Au niveau légal, cela pose un sérieux dilemme à Washington, comme le rapporte The Washington post (en anglais). Car si les États-Unis s'acquittent de la note de Kim Jong-un, ils violeront les sanctions internationales visant la Corée du Nord. Il faudrait donc émettre une dérogation temporaire, au risque de déclencher la colère du côté des soutiens conservateurs de Donald Trump. Le ministre de la Défense singapourien s'est dit prêt à s'acquitter d'une partie de la facture. Ce serait le "prix à payer pour jouer un petit rôle dans cette rencontre historique", comme il l'a indiqué à l'agence de presse Reuters. 

Que vont-ils manger ? 

Difficile de faire passer ces deux dirigeants à table. Antoine Bondaz exclut la possibilité d'un dîner et penche pour un déjeuner. "Cela ne peut pas être le soir car cela serait alors un dîner d'État, ce qui est un événement diplomatique. Et les États-Unis et la Corée du Nord n'ont pas de relations diplomatiques actuellement". Le protocole veut que cela soit le pays hôte qui fournisse les mets. Mais pour l'ancien ambassadeur Michel Duclos, tout est possible. 

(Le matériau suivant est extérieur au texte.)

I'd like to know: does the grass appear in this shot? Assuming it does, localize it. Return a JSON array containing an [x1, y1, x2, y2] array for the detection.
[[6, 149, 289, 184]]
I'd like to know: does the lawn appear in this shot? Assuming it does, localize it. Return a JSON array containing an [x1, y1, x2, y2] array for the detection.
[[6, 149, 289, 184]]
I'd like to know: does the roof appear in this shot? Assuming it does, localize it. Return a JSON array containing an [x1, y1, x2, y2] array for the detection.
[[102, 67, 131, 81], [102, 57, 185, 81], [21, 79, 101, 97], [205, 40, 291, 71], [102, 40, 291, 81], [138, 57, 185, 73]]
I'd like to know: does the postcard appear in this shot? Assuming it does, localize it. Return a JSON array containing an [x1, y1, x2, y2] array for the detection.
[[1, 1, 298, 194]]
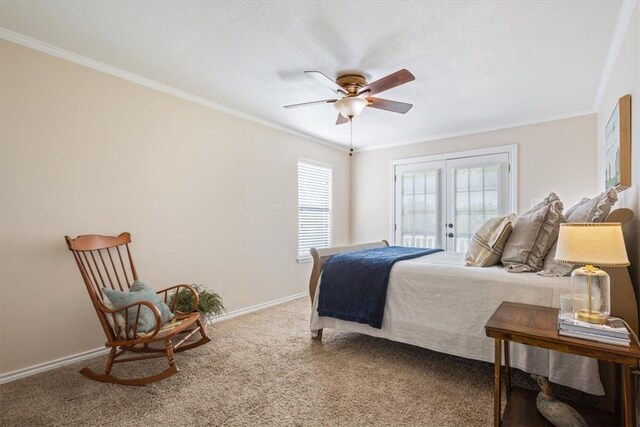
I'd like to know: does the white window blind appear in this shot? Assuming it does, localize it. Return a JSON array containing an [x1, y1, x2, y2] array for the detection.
[[298, 161, 331, 259]]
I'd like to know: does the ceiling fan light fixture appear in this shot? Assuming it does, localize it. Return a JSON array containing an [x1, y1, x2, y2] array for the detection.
[[333, 96, 369, 119]]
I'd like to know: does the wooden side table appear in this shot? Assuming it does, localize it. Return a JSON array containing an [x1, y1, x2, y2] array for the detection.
[[485, 302, 640, 427]]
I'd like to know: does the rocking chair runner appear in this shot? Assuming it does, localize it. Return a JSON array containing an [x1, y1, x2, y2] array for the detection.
[[65, 233, 211, 385]]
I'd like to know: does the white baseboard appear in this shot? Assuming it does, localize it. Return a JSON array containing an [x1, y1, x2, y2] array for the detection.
[[0, 292, 309, 384], [208, 292, 309, 324]]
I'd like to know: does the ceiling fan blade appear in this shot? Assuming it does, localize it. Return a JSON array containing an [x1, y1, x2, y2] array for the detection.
[[358, 68, 416, 96], [304, 71, 348, 95], [284, 99, 337, 108], [367, 97, 413, 114]]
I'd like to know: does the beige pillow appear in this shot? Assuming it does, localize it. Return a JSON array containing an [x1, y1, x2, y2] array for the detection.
[[538, 188, 618, 277], [501, 193, 562, 273], [465, 214, 516, 267], [566, 187, 618, 222]]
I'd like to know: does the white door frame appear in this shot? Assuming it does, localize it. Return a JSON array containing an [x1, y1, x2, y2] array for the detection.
[[388, 144, 518, 244]]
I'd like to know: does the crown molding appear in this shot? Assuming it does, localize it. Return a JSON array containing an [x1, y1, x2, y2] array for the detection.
[[0, 27, 348, 152], [356, 110, 596, 153], [593, 0, 637, 111]]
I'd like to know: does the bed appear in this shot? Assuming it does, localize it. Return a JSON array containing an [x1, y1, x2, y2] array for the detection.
[[309, 209, 638, 402]]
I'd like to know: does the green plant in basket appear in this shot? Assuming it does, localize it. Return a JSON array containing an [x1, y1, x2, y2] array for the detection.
[[170, 284, 225, 319]]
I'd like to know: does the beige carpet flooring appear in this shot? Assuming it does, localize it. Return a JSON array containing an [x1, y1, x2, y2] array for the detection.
[[0, 298, 596, 426]]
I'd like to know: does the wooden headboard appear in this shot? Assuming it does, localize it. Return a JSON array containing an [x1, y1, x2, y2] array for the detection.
[[602, 208, 638, 334]]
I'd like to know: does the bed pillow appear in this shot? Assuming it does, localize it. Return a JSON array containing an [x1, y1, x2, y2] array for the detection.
[[566, 187, 618, 226], [538, 187, 618, 277], [103, 280, 174, 333], [538, 236, 573, 277], [501, 193, 562, 273], [465, 214, 516, 267]]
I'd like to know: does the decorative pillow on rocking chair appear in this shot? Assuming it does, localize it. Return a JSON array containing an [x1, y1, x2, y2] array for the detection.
[[102, 280, 174, 335]]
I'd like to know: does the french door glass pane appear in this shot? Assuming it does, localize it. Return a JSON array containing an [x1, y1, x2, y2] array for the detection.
[[397, 169, 439, 248], [453, 165, 500, 252]]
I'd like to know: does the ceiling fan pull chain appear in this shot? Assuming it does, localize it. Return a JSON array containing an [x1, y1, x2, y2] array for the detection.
[[349, 117, 353, 157]]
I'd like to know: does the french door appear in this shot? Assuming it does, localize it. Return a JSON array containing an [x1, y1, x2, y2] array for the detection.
[[394, 152, 514, 252]]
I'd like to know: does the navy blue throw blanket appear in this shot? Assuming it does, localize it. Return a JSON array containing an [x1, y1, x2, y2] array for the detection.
[[318, 246, 442, 329]]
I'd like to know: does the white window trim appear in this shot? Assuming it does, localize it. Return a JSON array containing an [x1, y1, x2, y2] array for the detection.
[[296, 157, 334, 264], [388, 144, 518, 244]]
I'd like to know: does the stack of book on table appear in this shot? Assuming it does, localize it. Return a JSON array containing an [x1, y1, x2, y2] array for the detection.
[[558, 313, 631, 347]]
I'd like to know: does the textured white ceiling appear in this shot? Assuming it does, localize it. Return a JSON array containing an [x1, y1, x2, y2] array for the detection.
[[0, 0, 621, 148]]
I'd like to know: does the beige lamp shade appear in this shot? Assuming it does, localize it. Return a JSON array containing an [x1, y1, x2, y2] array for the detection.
[[556, 222, 629, 267], [333, 96, 369, 119]]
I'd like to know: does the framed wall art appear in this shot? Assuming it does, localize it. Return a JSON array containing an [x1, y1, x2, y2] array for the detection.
[[604, 94, 631, 192]]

Ce n'est pas impossible que les Américains viennent avec les burgers favoris de Donald Trump et que Kim Jong-un débarque avec son propre cuisinier, de peur d'être empoisonné...

Michel Duclos, ancien ambassadeur de France

à franceinfo

Et dans ce type d'événement, chaque plat a un sens, rappelle Antoine Bondaz. "Si le repas servi est singapourien, autrement dit neutre et donc sans portée symbolique, cela voudra dire qu'il est trop tôt pour parler d'un consensus entre les États-Unis et la Corée du Nord. Si, au contraire, il est servi un repas mixte nord-coréen-américain, on y verra une image moderne et de dialogue. En revanche, s'il est nord-coréen, cela signifiera la mainmise totale de cette dernière sur l'événement."

Vont-ils se serrer la main ? 

Cette rencontre historique est pensée dans ses moindres détails, jusque dans la poignée de main entre les deux hommes d'État. Est-ce qu'ils vont marcher l'un vers l'autre ? Vont-ils se serrer la main avant le sommet ? Ou seulement après ? Ce qui est certain, c'est que chacun voudra montrer qu'il a gagné. 

Le symbole de l'égalité en droits pour les chefs d'État, c'est de se serrer la main. Et là, vous avez le dirigeant le plus puissant du monde qui va serrer, ou pas, la main d'un chef d'État banni de la communauté internationale.

Pierre Grosser, historien, spécialiste des relations internationales

à franceinfo

Cette poignée de main, si elle arrive au début de la rencontre, marquera, selon Pierre Grosser, la victoire de Kim Jong-un : "Cela sera, à mon sens, une érosion assez importante du capital de Trump. A la fin du sommet, la poignée de main sera plus acceptable pour Donald Trump car elle scellera un accord trouvé". Quant à la photo officielle, elle devrait être prise dans un cadre neutre.